こんな状態では目標を見つけようにも難しい。
端末で確認したところでマップは詳しい場所を教えてくれるわけではない。
「仕方ないなぁ……」
この後も何件か仕事をこなしたいので、出来れば温存しておきたかったけれどそうも言っていられない状況。

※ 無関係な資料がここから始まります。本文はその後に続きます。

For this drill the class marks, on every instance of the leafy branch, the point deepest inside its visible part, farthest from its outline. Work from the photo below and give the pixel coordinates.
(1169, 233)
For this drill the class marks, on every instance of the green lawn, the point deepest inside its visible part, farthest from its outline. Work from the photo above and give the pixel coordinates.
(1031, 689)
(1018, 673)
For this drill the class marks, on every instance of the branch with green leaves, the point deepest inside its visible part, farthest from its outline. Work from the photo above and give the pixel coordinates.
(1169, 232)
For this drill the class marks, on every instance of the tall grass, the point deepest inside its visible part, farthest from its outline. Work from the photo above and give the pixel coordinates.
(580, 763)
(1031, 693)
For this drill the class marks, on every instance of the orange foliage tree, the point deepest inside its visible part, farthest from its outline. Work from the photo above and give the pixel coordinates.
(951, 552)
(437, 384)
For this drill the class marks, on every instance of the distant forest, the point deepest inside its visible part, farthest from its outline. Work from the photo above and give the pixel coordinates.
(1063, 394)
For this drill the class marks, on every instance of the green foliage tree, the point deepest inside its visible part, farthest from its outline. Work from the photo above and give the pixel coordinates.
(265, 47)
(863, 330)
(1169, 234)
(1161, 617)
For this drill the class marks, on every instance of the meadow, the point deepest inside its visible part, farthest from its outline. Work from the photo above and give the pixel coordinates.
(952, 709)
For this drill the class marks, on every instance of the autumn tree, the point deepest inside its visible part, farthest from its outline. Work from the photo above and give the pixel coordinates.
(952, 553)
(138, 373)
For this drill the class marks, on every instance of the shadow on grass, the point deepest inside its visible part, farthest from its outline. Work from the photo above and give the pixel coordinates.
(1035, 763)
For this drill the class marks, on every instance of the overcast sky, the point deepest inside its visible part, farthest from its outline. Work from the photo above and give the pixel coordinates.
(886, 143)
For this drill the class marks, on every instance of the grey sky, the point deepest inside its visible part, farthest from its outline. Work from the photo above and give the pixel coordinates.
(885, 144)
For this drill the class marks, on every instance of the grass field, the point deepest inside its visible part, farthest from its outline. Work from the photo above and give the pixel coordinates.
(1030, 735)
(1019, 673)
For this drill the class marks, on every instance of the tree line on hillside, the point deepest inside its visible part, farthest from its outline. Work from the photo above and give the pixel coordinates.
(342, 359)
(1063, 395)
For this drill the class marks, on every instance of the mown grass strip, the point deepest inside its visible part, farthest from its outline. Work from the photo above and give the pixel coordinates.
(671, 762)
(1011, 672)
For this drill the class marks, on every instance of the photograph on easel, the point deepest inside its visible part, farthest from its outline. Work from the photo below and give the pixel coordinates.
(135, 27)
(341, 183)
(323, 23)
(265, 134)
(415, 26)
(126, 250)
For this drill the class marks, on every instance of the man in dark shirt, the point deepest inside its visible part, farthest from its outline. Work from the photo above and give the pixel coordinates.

僕は深呼吸を一つして瞼を閉じると、意識を目のあたりに集中させた。
全身を巡る血が滞るような気怠さと、鈍い痛みを伴う熱が身体を覆っていく。
脳から視神経を伝い、逆流するように網膜に力を送り込む。
涙を流す前のように目頭が熱くなる感覚に、全神経を集中させる。
そろそろ良いだろうか。
そっと開いた瞳の先の視界は歪み、目の前にある自分の手さえ酷く霞んで見えた。
灰色の風景、停止した時間に取り残され視力は限りなく低下、その代償に僕たちは命の期限を知ることが出来る。
それが僕たち死神の、命を見る能力だ。
魂が途絶える時を色で、或いは数値で認識する。
魂の見え方は千差万別、人によっては違うけれど終わりを告げる瞬間に変わりはない。
世界から色が抜け落ちたような景色の中で、少し先に七つの淡い光が浮かんでいる。
消える前の蝋燭の火がゆらゆらと揺れているような光景。
僕だけが見える、もうすぐ消える魂の形である。